To capitalize on the trend, Berkshire Hathaway HomeServices, Warren Buffett's real estate franchise brand, announced a marketing agreement on Monday with Juwai.com, China's top international property site, in the hope of attracting wealthy Chinese buyers to purchase homes in the US.
Buffett is known as the "god of stock investing" in China, and he has a huge following in the world's second-largest economy. So the new agreement is expected to add fuel to Chinese investors' demand for US property.
Chinese investors overtook Canadians to become the top foreign buyers of US residential property in 2013, according to the US-based National Association of Realtors. In the year ended March 2016, Chinese buyers represented 26.7 percent of international sales, according to the association.
"Chinese buyers spend in the 'mid-$900,000s' on average for US homes, triple what US buyers spend, often using them as second homes or to house children attending US colleges and universities," Reuters reported on Monday, quoting Peter Turtzo, senior vice president of international operations at Berkshire Hathaway HomeServices.
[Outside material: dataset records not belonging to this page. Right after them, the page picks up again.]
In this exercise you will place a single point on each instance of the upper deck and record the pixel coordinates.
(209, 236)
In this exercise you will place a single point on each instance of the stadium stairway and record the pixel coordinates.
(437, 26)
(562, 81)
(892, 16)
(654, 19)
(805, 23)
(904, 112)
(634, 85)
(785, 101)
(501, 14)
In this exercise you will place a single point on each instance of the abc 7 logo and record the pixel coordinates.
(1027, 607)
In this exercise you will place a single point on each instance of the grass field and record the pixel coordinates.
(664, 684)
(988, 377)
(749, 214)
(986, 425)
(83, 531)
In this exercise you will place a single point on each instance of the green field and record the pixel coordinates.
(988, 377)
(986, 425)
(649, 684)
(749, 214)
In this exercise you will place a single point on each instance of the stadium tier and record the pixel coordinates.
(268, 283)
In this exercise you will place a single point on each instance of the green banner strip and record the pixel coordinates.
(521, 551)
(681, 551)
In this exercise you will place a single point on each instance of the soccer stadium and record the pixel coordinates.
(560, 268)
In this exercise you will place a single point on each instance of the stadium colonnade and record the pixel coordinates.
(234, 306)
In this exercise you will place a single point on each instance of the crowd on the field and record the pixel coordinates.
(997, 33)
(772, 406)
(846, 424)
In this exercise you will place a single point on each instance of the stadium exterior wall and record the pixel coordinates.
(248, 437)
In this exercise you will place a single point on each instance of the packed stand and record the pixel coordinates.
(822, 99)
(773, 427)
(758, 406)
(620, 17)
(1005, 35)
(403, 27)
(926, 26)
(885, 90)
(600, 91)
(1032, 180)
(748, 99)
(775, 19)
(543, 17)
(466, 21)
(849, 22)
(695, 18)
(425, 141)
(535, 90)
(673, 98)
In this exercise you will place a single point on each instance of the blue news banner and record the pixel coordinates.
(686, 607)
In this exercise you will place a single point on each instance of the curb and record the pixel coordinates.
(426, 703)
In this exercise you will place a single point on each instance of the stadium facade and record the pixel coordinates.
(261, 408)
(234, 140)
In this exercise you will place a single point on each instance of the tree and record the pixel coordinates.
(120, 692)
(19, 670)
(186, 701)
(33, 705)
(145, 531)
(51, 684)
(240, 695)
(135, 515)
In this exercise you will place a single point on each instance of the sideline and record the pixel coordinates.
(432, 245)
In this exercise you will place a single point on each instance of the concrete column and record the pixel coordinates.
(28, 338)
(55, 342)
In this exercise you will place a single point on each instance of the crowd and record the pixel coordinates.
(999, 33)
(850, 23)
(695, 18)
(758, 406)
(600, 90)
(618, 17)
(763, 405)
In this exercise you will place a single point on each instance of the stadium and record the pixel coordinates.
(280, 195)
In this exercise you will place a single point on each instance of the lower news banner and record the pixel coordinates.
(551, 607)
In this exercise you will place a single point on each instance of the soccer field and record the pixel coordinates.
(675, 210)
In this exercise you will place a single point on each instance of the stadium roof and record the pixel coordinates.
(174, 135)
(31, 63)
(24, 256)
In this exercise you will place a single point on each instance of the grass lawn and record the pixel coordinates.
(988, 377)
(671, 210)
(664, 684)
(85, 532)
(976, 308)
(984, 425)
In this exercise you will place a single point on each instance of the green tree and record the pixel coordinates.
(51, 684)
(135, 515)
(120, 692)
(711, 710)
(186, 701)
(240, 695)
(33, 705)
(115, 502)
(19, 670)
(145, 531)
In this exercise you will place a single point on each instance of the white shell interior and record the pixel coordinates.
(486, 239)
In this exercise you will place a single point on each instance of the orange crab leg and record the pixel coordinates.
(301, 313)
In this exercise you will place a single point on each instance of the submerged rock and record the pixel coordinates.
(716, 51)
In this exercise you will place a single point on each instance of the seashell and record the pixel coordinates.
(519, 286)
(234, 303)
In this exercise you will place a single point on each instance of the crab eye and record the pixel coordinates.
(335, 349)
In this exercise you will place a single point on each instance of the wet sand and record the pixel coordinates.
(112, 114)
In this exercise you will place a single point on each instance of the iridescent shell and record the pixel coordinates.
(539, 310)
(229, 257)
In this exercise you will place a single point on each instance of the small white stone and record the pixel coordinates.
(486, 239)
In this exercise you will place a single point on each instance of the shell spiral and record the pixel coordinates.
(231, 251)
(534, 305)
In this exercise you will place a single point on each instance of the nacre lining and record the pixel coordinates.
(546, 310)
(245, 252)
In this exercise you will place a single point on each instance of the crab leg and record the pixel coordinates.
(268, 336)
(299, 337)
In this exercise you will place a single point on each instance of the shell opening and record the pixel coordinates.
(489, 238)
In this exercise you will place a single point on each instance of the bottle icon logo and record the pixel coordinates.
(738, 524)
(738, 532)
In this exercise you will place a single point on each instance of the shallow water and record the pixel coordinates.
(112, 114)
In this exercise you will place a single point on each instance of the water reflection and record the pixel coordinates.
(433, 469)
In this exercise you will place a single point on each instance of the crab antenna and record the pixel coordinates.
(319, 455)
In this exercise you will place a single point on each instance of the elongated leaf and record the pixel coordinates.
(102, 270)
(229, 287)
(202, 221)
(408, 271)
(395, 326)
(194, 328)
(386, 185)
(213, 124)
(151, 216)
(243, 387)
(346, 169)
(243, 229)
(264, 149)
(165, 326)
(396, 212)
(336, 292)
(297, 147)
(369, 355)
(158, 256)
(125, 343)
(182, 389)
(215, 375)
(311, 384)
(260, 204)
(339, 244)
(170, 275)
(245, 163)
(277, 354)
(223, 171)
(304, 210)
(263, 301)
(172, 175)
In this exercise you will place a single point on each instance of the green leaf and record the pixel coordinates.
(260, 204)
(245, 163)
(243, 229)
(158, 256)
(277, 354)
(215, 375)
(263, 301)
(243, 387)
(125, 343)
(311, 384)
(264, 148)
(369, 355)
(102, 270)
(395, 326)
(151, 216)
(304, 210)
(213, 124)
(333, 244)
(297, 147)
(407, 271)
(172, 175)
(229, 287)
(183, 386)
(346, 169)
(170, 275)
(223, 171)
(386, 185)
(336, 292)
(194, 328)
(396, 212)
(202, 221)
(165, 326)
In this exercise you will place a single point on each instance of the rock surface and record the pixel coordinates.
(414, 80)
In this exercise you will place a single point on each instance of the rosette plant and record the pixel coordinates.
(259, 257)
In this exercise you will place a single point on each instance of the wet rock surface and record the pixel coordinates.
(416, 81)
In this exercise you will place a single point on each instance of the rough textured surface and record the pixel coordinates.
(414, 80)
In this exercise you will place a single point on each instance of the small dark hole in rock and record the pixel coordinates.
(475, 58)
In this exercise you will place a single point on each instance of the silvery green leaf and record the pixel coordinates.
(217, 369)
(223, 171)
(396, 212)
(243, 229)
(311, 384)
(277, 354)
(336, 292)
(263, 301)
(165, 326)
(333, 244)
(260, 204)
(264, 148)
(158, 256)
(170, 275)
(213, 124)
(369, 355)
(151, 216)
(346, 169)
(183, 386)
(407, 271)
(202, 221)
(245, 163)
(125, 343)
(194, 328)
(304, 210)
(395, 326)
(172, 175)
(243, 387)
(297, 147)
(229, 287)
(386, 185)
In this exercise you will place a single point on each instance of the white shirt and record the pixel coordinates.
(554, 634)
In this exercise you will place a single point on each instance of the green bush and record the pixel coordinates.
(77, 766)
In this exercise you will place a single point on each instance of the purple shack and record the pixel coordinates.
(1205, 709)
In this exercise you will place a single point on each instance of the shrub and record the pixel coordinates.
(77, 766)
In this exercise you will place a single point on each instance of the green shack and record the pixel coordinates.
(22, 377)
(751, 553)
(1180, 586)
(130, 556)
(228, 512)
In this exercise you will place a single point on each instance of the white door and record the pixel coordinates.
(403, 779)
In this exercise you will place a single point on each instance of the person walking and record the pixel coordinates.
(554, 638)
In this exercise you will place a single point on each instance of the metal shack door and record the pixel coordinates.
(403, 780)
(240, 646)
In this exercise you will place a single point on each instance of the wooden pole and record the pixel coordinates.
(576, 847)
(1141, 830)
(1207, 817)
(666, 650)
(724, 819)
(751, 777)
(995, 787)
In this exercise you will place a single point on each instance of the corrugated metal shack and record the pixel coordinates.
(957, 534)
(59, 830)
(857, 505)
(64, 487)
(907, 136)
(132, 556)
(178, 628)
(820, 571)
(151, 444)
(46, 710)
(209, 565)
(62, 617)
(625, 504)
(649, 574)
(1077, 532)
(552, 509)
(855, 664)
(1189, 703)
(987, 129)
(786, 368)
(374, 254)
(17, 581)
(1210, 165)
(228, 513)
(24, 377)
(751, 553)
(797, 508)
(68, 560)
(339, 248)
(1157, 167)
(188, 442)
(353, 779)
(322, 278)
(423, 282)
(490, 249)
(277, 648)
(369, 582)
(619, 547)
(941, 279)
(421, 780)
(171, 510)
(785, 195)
In addition to the US, other markets including Europe, Australia and Southeast Asia are among the most-sought after destinations for Chinese buyers keen on hoarding properties not only at home but increasingly abroad.
One of the factors behind the trend is rising concerns over runaway home prices within China, and another is fears of renewed capital flight.
SAFE spokeswoman Wang Chunying pledged at a news conference on Thursday that China will not step back onto the old path of foreign exchange control, so it is likely that foreign property purchasing will remain popular among wealthy Chinese investors, thus posing a challenge for the Chinese authorities in seeking balanced cross-border flows and ensuring financial stability.